SA plans to contact banks that closed Gupta accounts

South Africa’s government said three cabinet ministers will contact banks that closed accounts belonging a company controlled by members of the Gupta family, who’re friends of President Jacob Zuma, to determine the reasons for their actions.

Oakbay Investments has been dropped as a client by Barclays Plc’s Absa unit and FirstRand ’s First National Bank, while other lenders, including Standard Bank Group and Nedbank Group notified the company that its accounts will be shut at the end of next month.

“Whilst cabinet appreciates the terms and conditions of the banks, the acts may deter future potential investors who may want to do business in South Africa,” Jeff Radebe, a minister in the presidency, told reporters in Cape Town on Thursday. The ministers of finance, Pravin Gordhan, labour, Mildred Oliphant and mineral resources, Mosebenzi Zwane, “should open a constructive engagement with the banks to find a lasting solution to this matter,” he said.

Calling the decision “just normal interaction between government and the private sector,” Radebe didn’t say whether the ministers would seek meetings with the bank’s management.

Legal Compliance

The Banking Association South Africa said the banks had to ensure their clients complied with the law, and that they acted independently of each other when they closed Oakbay’s accounts.
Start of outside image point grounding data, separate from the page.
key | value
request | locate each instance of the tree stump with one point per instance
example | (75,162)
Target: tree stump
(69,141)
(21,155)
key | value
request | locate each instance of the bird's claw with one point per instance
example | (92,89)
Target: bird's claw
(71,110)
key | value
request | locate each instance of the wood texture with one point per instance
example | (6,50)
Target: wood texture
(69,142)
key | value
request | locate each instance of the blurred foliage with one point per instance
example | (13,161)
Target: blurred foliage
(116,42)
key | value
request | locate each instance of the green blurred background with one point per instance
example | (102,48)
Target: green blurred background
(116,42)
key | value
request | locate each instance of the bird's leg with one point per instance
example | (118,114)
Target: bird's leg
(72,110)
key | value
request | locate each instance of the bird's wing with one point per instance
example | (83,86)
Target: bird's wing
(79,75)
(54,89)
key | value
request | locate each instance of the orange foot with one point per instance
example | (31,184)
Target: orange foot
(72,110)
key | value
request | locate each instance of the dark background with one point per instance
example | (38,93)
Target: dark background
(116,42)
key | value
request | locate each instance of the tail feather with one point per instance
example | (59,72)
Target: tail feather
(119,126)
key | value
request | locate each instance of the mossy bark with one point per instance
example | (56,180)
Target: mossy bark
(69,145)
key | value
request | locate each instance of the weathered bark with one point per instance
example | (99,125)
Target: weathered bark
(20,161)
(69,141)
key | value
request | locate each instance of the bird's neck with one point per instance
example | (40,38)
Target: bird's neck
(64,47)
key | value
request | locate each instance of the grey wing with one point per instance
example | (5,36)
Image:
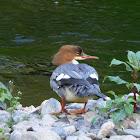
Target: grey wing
(81,79)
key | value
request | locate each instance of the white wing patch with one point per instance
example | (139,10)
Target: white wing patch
(62,76)
(94,76)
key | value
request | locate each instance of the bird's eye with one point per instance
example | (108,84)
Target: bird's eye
(77,53)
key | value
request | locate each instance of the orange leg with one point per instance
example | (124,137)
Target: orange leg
(78,111)
(62,107)
(65,110)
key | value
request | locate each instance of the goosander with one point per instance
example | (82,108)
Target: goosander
(72,81)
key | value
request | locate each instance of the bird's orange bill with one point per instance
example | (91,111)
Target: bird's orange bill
(89,57)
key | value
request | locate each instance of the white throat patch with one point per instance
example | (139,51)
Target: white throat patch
(74,61)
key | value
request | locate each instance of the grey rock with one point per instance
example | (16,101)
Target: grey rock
(52,105)
(61,122)
(83,125)
(70,129)
(128,137)
(48,120)
(83,137)
(4,127)
(105,129)
(60,131)
(16,135)
(4,116)
(134,132)
(72,138)
(19,116)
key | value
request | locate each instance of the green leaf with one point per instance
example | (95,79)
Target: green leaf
(118,62)
(129,109)
(117,79)
(137,86)
(113,93)
(117,116)
(132,58)
(94,119)
(119,101)
(109,104)
(138,58)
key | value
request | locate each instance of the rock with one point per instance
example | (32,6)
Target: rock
(70,129)
(83,137)
(61,122)
(105,129)
(4,127)
(41,135)
(4,116)
(128,137)
(16,135)
(72,138)
(89,116)
(52,105)
(83,125)
(60,131)
(48,120)
(92,136)
(29,109)
(25,125)
(19,116)
(134,132)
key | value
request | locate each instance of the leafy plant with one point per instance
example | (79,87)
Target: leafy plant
(118,108)
(132,65)
(7,101)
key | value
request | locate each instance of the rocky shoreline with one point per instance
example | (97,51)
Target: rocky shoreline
(34,123)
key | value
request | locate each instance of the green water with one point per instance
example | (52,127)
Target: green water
(31,32)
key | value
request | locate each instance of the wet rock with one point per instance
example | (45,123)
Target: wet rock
(89,115)
(20,115)
(52,105)
(29,109)
(60,131)
(83,137)
(70,129)
(83,125)
(48,120)
(128,137)
(61,122)
(41,135)
(16,135)
(134,132)
(72,138)
(105,129)
(4,116)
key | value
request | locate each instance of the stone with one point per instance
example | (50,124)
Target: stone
(92,136)
(89,115)
(72,138)
(83,137)
(52,105)
(83,125)
(134,132)
(29,109)
(16,135)
(48,120)
(4,116)
(105,129)
(60,131)
(20,115)
(128,137)
(4,127)
(61,122)
(70,129)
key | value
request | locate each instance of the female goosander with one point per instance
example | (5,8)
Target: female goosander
(72,81)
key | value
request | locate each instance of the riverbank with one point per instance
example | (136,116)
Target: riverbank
(34,123)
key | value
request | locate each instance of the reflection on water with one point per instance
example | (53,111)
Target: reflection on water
(33,31)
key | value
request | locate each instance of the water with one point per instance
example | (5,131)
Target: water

Each of the lenders acted “with total respect for client confidentiality and all relevant regulations,” the industry body said in an e-mailed statement on April 14. “Banks are one of the most stringently regulated businesses in the country because they hold public deposits in trust and must conduct business in a manner that does not introduce risks into the economy.”

Zuma has faced allegations by senior officials of the ruling African National Congress that the Guptas, who are in business with Zuma’s son, offered them cabinet posts in exchange for business concessions. Both the president and the Gupta family deny any wrongdoing.

It’s “unprecedented” for four major South African banks to close a company’s accounts, Oakbay’s chief executive officer,  Nazeem Howa, said in a April 11 interview with Bloomberg Television in Johannesburg. The institutions took the decision, which threatens 7 500 jobs, even though no charges had been proved against the company or the Guptas, he said.

The Guptas announced this month their resignations from management positions in the companies they control in South Africa.